それにしても、中華鍋を振ってチャーハンを作るように「住宅を炒める」とはよく言ったものだ。「炒房」とは、不動産(とくに住宅)を投機目的で売買して、巨利を得ようとする風潮を指す。

2003年ごろから始まった中国の不動産バブルの初期から出現した言葉であるが、今またこの「炒房」が、不動産にからむ損失のキーワードとしてよく聞かれるようになった。

バブル期の日本でも「土地転がし」や「地上げ屋」など、不動産に関して、いくぶんダーティな響きをともなう社会現象が起きていた。

しかし、「日本のそれと同じ」といっては正確な説明にならないだろう。

中国の「炒房」は、人々の狂乱ぶりからして、日本のバブル期よりもはるかにすさまじかった。
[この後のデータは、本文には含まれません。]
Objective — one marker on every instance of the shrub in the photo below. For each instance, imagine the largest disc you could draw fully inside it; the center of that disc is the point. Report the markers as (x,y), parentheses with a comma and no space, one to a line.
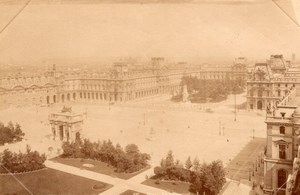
(20,162)
(128,161)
とにかく将来値上がりするとみた物件に対して、中国人の個人投資家が猛牛のような勢いで群がったのである。

彼らは、未着工の物件を争って買い、未完成の段階で転売しようとした。

中国の各所に、入居者の全くいない「鬼城(ゴーストタウン)」が無数に出現したのは、コロナ禍のせいばかりではない。そして今、購入者のローンだけを残して、工事が中断されたまま放置されているマンションが、巨大な亡霊のように林立している。

道徳なき経済は滅びる。欲望の果ての報いが、この現実である。